1. Course Introduction

PUBH 6199: Visualizing Data with R, Summer 2025

Xindi (Cindy) Hu, ScD

2025-05-20

Outline for today

Who?
How?
What?
Why?
Introduction to {ggplot2}

Meet your instructor

Xindi (Cindy) Hu, ScD

Assistant Professor, Department of Environmental and Occupational Health

ScD in Environmental Health, Harvard University

Water, Health, and Opportunity Lab

Our Research:

Environmental Data Science, Drinking Water Quality, Health Equity, Climate Change, Geospatial Analysis, Machine Learning

Meet your TAs

Silas Horn

MPH Candidate

Environmental Health Science and Policy

GW SPH

Sayam Palrecha

MS Candidate

Data Science

GW CCAS

About you

Outline for today

Who?
How?
What?
Why?
Introduction to {ggplot2}

PUBH 6199 Goals

Theory

Apply fundamental principles & techniques

Design Skills

Create, evaluate, and critique visualization designs

Coding Skills

Implement static and interactive data visualizations

Develop a substantial visualization project!

Course component

Lectures: Tuesdays 3:10-5:10 PM
Lab: Thursdays 3:10-5:10 PM
Homework: Weekly assignments due Mondays
Final project: Team of 2-3 people

What about gradings???

Gradings

Grading

Class Participation (attendance, contribution to in-class activities, completion of end-of-class surveys): 10%
Homework (5 weekly assignments): 35%
Lab (5 weekly lab notebooks): 15%
Final Project (team of 2): 40%
- 25% for the final data visualization product
- 10% for the presentation
- 5% for peer evaluation

Prerequisites

Programming experience at the level of PUBH 6131 or similar
Willingness to learn new software & tools
- This can be time consuming
- Learning by doing is the best way of acquiring new skills, get on the bike

Course policies

Be respectful and inclusive
Get on the bike
Don’t cheat!

Device policy

Bring laptop to lecture, lab, and office hour
Please only use it for in-class activities!

Generative AI policy

Generative AI is another tool in your toolbox, use it but be prepared to be responsible.
Usage of GenAI tools is permitted but please be transparent about it.
Lazy usage of GenAI tools (homework prompt -> output -> submission) is prohibited.
Include a “How I used GenAI” section in your homework and final project (include prompt, date, model version, and link to chat history).

Communication

Slack: PUBH 6199 channel
Course website: https://pubh6199-data-viz-with-r.github.io/2025-Summer/
Blackboard
Office hours:
- Sayam: Mondays 4-5 PM
- Silas: Wednesdays 2-3 PM,
- Cindy: By appointment
Boundaries:
- Please allow 24 hrs for slack/email response
- Replies in the after hours (after 6pm ET) and over the weekends are not guaranteed

Class Mascot

Rubber Duck Debugging 🐤

Explain your problem out loud — as if you’re talking to a rubber duck.

Slows down your thinking
Reveals skipped steps
Helps you find mistakes
Works even without another person!

Outline for today

Who?
How?
What?
Why?
Introduction to {ggplot2}

What is data visualization?

“The practice of designing and creating graphic or visual representations of a large amount of complex quantitative and qualitative data and information with the help of static, dynamic or interactive visual items.”

-from Wikipedia

Made with {ggplot2}

Made with {ggplot2} and publication ready

Made with {gganimate}

Made with Shiny

A brief history of Data Visualization (Adapted from EDS 240)

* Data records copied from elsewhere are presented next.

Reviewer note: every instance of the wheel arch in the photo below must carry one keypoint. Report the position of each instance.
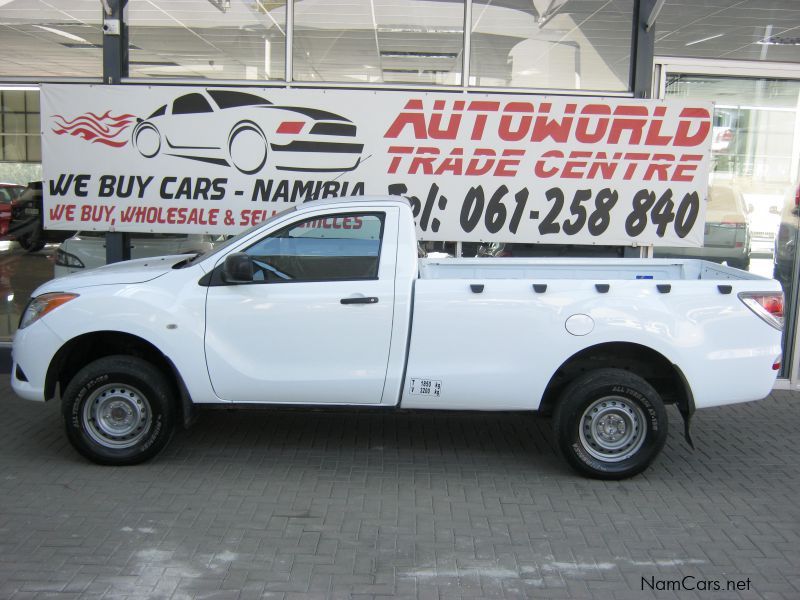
(88, 347)
(652, 366)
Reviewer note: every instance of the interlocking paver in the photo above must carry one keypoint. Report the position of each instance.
(360, 504)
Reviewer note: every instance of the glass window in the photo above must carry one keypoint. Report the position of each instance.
(51, 39)
(751, 214)
(337, 248)
(380, 41)
(580, 44)
(730, 29)
(208, 39)
(19, 126)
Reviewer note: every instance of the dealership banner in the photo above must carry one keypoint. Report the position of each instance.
(475, 167)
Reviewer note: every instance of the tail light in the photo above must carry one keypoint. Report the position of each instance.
(766, 305)
(290, 127)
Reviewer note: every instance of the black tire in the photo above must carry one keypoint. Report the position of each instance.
(610, 424)
(147, 129)
(30, 243)
(119, 410)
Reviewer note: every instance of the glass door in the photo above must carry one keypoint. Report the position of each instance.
(753, 208)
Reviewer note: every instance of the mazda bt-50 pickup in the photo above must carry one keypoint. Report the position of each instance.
(328, 304)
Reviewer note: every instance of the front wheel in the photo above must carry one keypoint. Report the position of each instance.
(119, 410)
(610, 424)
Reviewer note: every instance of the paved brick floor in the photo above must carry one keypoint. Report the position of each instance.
(288, 504)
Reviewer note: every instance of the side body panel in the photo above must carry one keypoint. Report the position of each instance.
(168, 312)
(498, 349)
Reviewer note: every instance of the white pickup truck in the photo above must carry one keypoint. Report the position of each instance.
(327, 304)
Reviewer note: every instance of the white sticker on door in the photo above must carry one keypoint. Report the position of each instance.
(425, 387)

16,500 years ago, Pleistocene

Source: BBC

A brief history of Data Visualization

~1150 BC, Ancient Egypt

Source: Wikipedia

A brief history of Data Visualization

1400 - 1532 AD, Inca Empire

Quipus (kee-poos) were recording devices for data collection, census records, calendaring…

Source: Smithsonian

A brief history of Data Visualization

1786, William Playfair

Created first bar chart (featuring Scottish trade data, 1780 - 1781), as well as line and pie charts.

Source: Wikipedia

A brief history of Data Visualization

1854, John Snow

Used a dot map and showed the clusters of cholera cases in the London epidemic of 1854

Source: Wikipedia

A brief history of Data Visualization

1869, Charles Minard

Created a flow map showing the number of troops lost during Napoleon’s 1812 Russian campaign.

Edward Tufte called this the greatest visualization created, displaying 6 types of data in 2D (# of troops, distance traveled, temperature, lat/lon, direction of travel, location relative to specific dates)

Source: Wikipedia

A brief history of Data Visualization

1900, William Edward Burghardt Du Bois

Organized an exhibit at the Paris 1900 Exposition, showcasing photographs, charts, and maps that documented the lives of African Americans at the time.

In 2021, people on Twitter recreated his historicall data visualizations using modern tools.

Source: Nightingale

A brief history of Data Visualization

Modern day

Source: Jonathan Schwabish

What will you learn in this class?

Identify the effective types of data visualization for the data at hand and the intended audience
Critique data visualizations and provide constructive feedback
Prepare dataset for developing data visualization
Create effective, ethical, and aesthetically-pleasing visualizations using R programming language
Collaborate with classmates from diverse disciplinary background to carry out a visualization project

Outline for today

Who?
How?
What?
Why?
Introduction to {ggplot2}

In-Class Activity:

In small group of 2, discuss your favorite example of data visualization, why do you like it? what functionality does that data visualization serve?

05:00

Why do we visualize data?

To reveal patterns that are hard to see in raw numbers…

To communicate complex ideas quickly…

Income Group	Males: Under 65	Males: 65 or Over	Females: Under 65	Females: 65 or Over
0–$24,999	250	200	375	550
$25,000+	430	300	700	500

Is the effect of age on cholesterol levels the same for all subgroups defined by sex and income?

To communicate complex ideas quickly…

Source: SM Kosslyn: Clear and to the point

To explore and generate new questions

“Exploratory Data Analysis, or EDA, is a process to use visualization and transformation to explore your data in a systemic way. EDA is not a formal process with a strict set of rules. More than anything, EDA is a state of mind. During the initial phases of EDA you should feel free to investigate every idea that occurs to you. Some of these ideas will pan out, and some will be dead ends. As your exploration continues, you will home in on a few particularly productive areas that you’ll eventually write up and communicate to others.”

-from R for Data Science

ggplot(diamonds, aes(x = carat)) +
  geom_histogram(binwidth = 0.5)

ggplot(mpg, aes(x = fct_reorder(class, hwy, median), y = hwy)) +
  geom_boxplot()

ggplot(diamonds, aes(x = price, y = after_stat(density))) + 
  geom_freqpoly(aes(color = cut), binwidth = 500, linewidth = 0.75)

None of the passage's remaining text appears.